If an employee claims she was sexually harassed but the evidence shows that she gave as good as she got, you have a good defense in hand. As a new ruling shows, employees' sexual statements can be used against them when they sue for sexual harassment. (Remember, federal law says sexual harassment must be "unwelcome" to be illegal.)
That's why HR professionals investigating harassment should make careful notes about the alleged victim's own conduct. Ask co-workers directly whether the employee making the harassment charge has contributed to the allegedly sexually charged environment. But don't pry into conduct outside the workplace. As the following case shows, only workplace behavior is relevant.
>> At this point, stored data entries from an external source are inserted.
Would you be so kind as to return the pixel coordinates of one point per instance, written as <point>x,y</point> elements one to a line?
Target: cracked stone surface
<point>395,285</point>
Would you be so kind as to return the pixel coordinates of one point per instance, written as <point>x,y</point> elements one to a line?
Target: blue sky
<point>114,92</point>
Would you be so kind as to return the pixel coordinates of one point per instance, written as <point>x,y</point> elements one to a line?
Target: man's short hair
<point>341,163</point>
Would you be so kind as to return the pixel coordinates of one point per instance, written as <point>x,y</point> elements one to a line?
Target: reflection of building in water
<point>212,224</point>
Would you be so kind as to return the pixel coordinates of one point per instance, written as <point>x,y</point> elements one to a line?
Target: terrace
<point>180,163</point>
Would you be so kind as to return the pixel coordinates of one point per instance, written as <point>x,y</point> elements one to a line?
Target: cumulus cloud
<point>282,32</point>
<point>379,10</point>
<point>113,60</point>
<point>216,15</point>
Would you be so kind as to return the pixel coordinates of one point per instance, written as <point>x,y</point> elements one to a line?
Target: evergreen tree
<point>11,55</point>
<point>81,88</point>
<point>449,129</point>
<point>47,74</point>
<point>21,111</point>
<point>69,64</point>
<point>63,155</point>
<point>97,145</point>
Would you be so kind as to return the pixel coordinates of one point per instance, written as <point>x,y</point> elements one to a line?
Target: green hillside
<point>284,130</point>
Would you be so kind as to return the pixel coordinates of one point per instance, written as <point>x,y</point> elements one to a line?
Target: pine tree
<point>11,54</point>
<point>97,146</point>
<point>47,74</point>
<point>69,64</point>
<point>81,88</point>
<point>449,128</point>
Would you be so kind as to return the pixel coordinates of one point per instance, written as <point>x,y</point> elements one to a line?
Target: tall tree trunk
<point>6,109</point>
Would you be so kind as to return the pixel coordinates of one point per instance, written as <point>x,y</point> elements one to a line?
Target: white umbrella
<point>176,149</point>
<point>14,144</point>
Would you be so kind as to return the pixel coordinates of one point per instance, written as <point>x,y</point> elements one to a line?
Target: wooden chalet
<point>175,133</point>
Recent case: Mary Wilson was the only woman in the Des Moines public works' sewer division. After being fired for absentee problems, she filed a sexual harassment lawsuit.
At trial, the city presented evidence that Wilson regularly engaged in sexually explicit language and behavior at work, including talk about vibrators and male sex organs. She objected to the testimony, but the 8th Circuit ruled it admissible, finding it persuasive evidence that the alleged sexual harassment was welcomed and therefore not sexual harassment. The court refused to allow testimony about Wilson's activities outside of work. (Wilson v. City of Des Moines, No. 05-1444, 8th Cir., 2006)
Final tip: Collect co-worker statements as soon as possible after a complaint, before memories fade.